A ball is thrown horizontally from the roof of a building 60 m tall and lands 45 m from the base. What was the ball's initial speed?

_______m/s

How long does it take to fall 60M?

what is that time divided into 45m?

To find the ball's initial speed, we can use the kinematic equation that relates the horizontal distance traveled, the initial velocity, and the time of flight.

The vertical motion of the ball can be disregarded because it is thrown horizontally. So, the only force acting on the ball is gravity in the vertical direction.
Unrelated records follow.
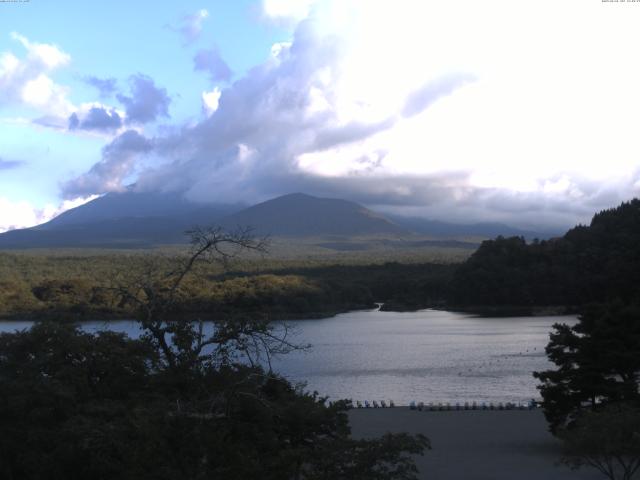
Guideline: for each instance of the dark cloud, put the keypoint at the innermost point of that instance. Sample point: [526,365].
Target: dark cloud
[146,102]
[210,62]
[105,86]
[10,164]
[250,149]
[97,118]
[118,159]
[423,97]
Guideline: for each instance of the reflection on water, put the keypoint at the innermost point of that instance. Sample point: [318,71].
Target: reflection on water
[429,356]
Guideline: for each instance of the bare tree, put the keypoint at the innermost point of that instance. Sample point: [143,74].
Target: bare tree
[157,291]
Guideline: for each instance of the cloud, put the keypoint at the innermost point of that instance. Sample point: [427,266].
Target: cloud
[118,160]
[190,26]
[10,164]
[22,214]
[416,109]
[146,102]
[26,81]
[107,87]
[211,100]
[287,11]
[210,62]
[96,118]
[424,96]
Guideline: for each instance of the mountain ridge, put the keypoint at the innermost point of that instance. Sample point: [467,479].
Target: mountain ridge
[143,220]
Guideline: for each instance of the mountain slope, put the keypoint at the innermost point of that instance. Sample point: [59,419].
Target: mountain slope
[588,264]
[119,220]
[298,214]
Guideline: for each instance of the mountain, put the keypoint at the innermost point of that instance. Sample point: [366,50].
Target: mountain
[298,215]
[439,229]
[120,220]
[593,263]
[138,220]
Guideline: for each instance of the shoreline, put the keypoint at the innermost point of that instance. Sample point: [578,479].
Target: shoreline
[475,444]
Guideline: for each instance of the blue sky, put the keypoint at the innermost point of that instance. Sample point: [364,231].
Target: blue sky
[519,112]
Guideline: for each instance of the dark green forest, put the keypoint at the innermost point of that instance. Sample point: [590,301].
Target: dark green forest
[80,287]
[591,263]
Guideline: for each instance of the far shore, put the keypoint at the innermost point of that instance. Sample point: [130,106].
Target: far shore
[475,444]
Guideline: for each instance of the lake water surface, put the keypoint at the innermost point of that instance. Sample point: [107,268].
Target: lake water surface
[429,355]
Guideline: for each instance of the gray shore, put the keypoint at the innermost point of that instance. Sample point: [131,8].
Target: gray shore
[475,445]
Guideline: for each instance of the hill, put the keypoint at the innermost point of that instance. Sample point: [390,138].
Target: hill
[298,214]
[591,263]
[139,220]
[134,220]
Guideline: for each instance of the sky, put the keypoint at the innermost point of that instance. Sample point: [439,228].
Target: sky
[514,111]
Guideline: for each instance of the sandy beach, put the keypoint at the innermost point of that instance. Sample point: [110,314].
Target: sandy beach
[475,445]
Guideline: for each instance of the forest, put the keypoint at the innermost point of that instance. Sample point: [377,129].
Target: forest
[591,263]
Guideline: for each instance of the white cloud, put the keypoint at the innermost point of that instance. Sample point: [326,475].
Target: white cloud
[190,26]
[210,100]
[287,10]
[22,214]
[27,80]
[460,109]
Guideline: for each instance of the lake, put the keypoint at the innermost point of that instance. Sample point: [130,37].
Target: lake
[429,355]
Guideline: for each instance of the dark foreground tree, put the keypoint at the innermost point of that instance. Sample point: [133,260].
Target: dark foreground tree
[182,402]
[607,440]
[598,362]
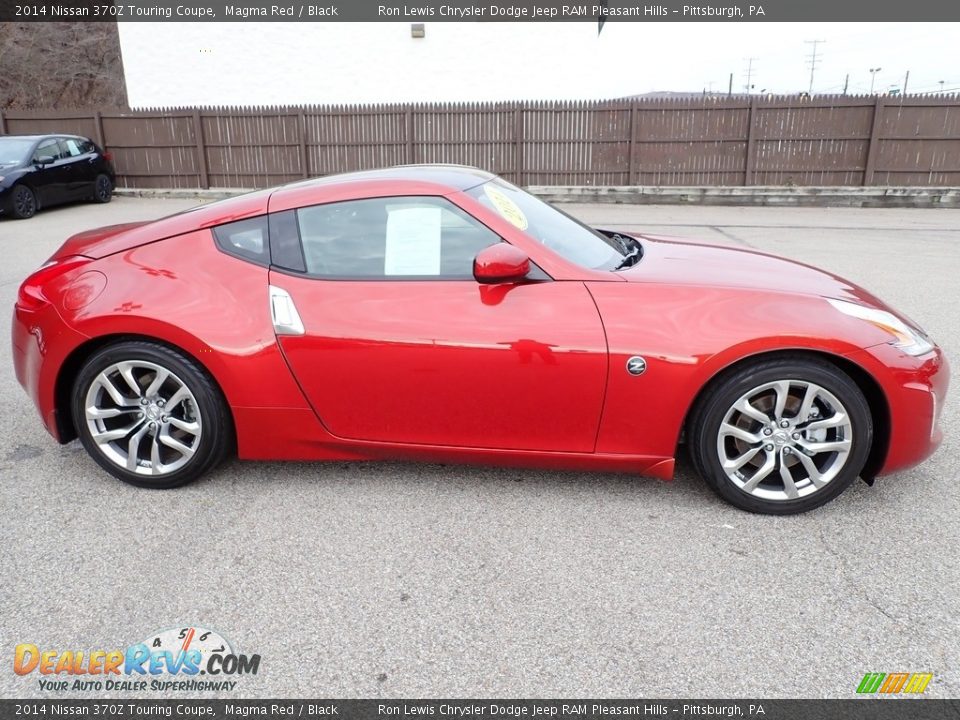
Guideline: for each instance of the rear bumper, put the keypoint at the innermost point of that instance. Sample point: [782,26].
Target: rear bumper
[41,343]
[915,389]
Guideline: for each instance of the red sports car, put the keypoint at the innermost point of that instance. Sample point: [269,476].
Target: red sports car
[439,313]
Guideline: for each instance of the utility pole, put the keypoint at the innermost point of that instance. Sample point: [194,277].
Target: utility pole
[813,60]
[749,74]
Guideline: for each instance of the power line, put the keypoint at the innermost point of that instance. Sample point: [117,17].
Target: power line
[748,86]
[813,59]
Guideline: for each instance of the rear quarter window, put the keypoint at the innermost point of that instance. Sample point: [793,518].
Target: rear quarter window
[245,239]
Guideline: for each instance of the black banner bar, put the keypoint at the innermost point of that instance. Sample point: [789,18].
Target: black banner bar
[598,11]
[524,709]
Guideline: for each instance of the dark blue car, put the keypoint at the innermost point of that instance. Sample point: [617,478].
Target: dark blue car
[38,171]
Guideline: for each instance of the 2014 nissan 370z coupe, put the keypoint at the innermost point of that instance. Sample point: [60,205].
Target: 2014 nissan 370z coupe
[439,313]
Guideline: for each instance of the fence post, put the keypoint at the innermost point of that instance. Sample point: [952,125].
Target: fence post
[751,143]
[304,157]
[518,144]
[201,150]
[98,124]
[874,142]
[631,168]
[409,114]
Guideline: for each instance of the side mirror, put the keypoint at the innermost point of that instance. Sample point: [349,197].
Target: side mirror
[500,263]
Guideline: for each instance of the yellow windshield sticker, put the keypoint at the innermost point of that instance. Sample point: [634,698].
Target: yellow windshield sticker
[506,207]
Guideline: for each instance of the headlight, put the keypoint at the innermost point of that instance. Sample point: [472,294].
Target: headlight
[912,340]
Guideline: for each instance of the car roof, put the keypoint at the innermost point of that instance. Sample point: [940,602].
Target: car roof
[40,137]
[415,179]
[453,177]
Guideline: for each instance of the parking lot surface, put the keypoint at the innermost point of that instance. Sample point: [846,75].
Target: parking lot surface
[382,580]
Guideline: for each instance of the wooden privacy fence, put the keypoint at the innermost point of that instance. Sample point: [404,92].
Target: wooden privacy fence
[824,140]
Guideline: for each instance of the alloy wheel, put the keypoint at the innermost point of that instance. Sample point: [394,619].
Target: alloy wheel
[784,440]
[143,417]
[24,203]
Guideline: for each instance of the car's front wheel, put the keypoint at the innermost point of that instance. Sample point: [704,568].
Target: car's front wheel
[781,436]
[102,189]
[22,203]
[149,415]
Considering the vertical motion:
- Initial position (y₀) = 60 m
- Final position (y) = 0 m
- Initial velocity in the vertical direction (v₀y) = 0 m/s (since the ball is thrown horizontally)
- Acceleration due to gravity (g) = 9.8 m/s²

We can use the vertical motion equation to find the time of flight (t):

y - y₀ = v₀y * t + (1/2) * g * t²

Plugging in the values:
0 - 60 = 0 * t + (1/2) * 9.8 * t²
-60 = (1/2) * 9.8 * t²
-120 = 9.8 * t²
t² = -120 / 9.8
t² ≈ -12.24

Since time cannot be negative, we discard the negative solution. Therefore, t² ≈ 12.24.
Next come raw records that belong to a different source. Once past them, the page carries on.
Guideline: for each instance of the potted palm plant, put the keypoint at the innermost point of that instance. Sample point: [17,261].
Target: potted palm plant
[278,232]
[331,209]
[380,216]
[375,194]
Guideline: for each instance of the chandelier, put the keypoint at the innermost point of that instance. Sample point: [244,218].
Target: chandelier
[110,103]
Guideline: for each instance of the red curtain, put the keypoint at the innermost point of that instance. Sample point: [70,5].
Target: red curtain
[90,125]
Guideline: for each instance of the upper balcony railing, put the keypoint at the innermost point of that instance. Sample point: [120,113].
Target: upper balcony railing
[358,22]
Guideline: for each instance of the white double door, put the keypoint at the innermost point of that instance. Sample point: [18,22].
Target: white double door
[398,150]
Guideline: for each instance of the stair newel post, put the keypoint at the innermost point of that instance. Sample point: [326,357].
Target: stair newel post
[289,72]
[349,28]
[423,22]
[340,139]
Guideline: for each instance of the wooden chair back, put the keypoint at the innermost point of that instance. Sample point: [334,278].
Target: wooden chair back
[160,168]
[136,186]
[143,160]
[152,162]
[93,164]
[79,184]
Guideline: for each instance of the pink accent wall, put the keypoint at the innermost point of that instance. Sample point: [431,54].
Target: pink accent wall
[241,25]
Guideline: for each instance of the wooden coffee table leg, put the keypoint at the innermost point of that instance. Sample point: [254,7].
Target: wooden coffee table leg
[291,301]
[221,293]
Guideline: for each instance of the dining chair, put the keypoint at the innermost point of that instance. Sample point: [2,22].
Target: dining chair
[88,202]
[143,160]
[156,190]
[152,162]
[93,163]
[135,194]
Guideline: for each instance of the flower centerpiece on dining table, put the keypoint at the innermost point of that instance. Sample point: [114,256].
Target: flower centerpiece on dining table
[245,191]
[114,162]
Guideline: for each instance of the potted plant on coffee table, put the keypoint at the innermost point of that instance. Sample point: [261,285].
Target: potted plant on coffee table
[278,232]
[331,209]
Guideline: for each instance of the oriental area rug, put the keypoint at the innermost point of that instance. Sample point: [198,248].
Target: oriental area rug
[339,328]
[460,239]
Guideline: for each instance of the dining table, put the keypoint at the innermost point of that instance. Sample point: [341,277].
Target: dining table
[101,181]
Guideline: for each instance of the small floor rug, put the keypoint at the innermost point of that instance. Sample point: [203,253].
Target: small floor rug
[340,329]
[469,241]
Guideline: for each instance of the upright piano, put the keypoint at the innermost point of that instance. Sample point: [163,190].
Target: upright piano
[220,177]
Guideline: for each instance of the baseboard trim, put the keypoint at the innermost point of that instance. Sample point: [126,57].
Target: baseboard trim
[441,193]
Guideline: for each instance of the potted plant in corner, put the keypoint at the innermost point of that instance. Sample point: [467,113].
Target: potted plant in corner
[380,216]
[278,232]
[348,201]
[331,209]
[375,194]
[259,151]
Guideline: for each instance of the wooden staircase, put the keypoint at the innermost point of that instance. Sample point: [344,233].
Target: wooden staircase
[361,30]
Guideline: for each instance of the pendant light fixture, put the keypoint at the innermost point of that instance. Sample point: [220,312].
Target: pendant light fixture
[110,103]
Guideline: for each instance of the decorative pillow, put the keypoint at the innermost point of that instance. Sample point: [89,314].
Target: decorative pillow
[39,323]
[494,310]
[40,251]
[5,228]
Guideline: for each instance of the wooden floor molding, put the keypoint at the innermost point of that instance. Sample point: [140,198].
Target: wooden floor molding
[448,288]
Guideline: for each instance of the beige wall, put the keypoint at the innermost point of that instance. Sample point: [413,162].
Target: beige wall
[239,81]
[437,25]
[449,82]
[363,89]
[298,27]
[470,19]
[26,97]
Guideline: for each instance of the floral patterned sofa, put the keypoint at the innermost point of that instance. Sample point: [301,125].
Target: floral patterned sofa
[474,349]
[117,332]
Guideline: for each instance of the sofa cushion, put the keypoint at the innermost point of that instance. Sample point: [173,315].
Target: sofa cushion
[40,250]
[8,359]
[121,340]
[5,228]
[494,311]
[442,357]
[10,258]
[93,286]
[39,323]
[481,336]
Now that we have the time of flight, we can use the horizontal motion equation to find the initial velocity (v₀x):

x = v₀x * t

Plugging in the values:
45 = v₀x * t
45 = v₀x * √12.24 (taking the square root of t²)

Solving for v₀x, we have:
v₀x = 45 / √12.24
v₀x ≈ 12.97 m/s

Therefore, the ball's initial speed (v₀) is approximately 12.97 m/s (rounded to two decimal places).